No centro da cidade, um rapaz bem vestido lhe perguntou: “Cadê aqueles milhões que seu pai desviou, que eu li no jornal?” E ela respondeu: “Meu pai não enriqueceu com a política. Quem o acusa é que tem de apresentar as provas. Tenho a obrigação de defender meus pais.” Noutra ocasião, em Marechal Hermes, a candidata comparou Garotinho e Rosinha a Getúlio Vargas, que também “trabalhou pelo povo e foi perseguido”. Seus pais respondem a processos distintos por improbidade administrativa e corrupção.

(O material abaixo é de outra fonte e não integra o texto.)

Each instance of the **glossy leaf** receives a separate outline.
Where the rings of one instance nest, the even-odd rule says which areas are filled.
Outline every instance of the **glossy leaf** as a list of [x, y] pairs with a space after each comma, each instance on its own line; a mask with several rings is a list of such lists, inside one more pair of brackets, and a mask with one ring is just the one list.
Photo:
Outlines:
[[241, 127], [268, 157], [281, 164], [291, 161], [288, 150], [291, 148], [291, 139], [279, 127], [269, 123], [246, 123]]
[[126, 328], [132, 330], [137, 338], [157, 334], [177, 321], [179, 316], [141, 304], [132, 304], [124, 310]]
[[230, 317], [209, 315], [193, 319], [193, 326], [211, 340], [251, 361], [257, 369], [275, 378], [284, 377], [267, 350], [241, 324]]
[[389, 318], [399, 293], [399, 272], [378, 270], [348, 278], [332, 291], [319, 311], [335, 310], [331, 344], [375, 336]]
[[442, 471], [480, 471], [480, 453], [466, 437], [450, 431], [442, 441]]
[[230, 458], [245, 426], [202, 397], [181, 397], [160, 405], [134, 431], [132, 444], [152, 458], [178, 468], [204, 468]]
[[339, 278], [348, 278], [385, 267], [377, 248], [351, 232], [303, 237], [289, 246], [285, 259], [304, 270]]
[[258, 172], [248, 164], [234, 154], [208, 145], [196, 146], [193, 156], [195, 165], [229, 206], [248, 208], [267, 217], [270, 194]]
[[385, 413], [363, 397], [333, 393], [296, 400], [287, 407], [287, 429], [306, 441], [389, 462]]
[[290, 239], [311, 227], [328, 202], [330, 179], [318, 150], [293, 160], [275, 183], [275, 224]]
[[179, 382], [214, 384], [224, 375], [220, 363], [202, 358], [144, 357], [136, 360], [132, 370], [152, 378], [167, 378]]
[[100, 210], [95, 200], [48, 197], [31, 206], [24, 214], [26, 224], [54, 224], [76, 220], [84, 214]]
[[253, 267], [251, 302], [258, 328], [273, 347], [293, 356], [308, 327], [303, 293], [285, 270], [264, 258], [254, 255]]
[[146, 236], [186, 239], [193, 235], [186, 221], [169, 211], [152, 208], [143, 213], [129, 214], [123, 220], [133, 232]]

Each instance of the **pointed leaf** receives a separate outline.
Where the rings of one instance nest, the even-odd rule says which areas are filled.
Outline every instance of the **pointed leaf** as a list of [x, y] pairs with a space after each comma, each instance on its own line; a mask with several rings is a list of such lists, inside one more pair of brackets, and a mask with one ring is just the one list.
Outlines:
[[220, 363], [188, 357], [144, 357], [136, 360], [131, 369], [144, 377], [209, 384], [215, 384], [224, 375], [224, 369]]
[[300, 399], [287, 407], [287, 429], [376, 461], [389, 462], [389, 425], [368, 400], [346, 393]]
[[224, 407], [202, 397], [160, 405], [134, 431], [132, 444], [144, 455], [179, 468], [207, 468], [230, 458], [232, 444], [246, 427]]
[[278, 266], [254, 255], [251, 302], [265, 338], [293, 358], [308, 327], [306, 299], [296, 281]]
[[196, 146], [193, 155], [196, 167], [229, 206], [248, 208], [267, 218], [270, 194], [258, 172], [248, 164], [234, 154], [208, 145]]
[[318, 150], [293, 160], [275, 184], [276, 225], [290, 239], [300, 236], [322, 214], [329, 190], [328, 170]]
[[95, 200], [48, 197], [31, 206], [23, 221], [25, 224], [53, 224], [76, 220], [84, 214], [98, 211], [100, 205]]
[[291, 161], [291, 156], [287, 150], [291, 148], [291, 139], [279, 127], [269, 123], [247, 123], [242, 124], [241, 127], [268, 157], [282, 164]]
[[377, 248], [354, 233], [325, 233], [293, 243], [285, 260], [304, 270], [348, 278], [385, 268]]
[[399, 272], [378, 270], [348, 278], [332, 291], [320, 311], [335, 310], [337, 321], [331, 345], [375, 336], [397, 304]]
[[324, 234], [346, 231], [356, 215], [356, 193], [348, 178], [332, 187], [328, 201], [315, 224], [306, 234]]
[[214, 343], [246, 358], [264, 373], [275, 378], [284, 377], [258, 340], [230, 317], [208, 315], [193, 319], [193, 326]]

Ao se dirigir a uma reunião em Ipanema, demonstrou apreensão: é alta a rejeição a seus pais na Zona Sul. Ao contrário de outros encontros, nos quais evocou em primeiro lugar o nome dos pais, em Ipanema teve o cuidado de omiti-los: “Sou filha de duas pessoas que administraram o estado.” Saiu-se bem, mas só havia trinta pessoas, além de uma mesa de bufê e dois copeiros.
Uma senhora evangélica chamou Clarissa na rua e pediu um autógrafo. Ela é ouvinte de Garotinho na rádio Manchete. O programa tem boa audiên-cia e distribui brindes e eletrodomésticos. É daí que vem grande parte dos voluntários a serviço da campanha da filha do apresentador. É o que Clarissa chama de “frente de campanha”. Seus integrantes pegam uma pasta com material promocional em algum comitê e se comprometem a cadastrar vinte pessoas que estejam dispostas a votar nela. O objetivo é distribuir mil pastas e cadastrar 20 mil votantes. Sua meta é conquistar mil eleitores por dia. Clarissa é esperta e trabalha duro para atingir esse fim.
Quando lhe foi perguntado o custo estimado de sua campanha, Clarissa Matheus respondeu que não tem a menor idéia.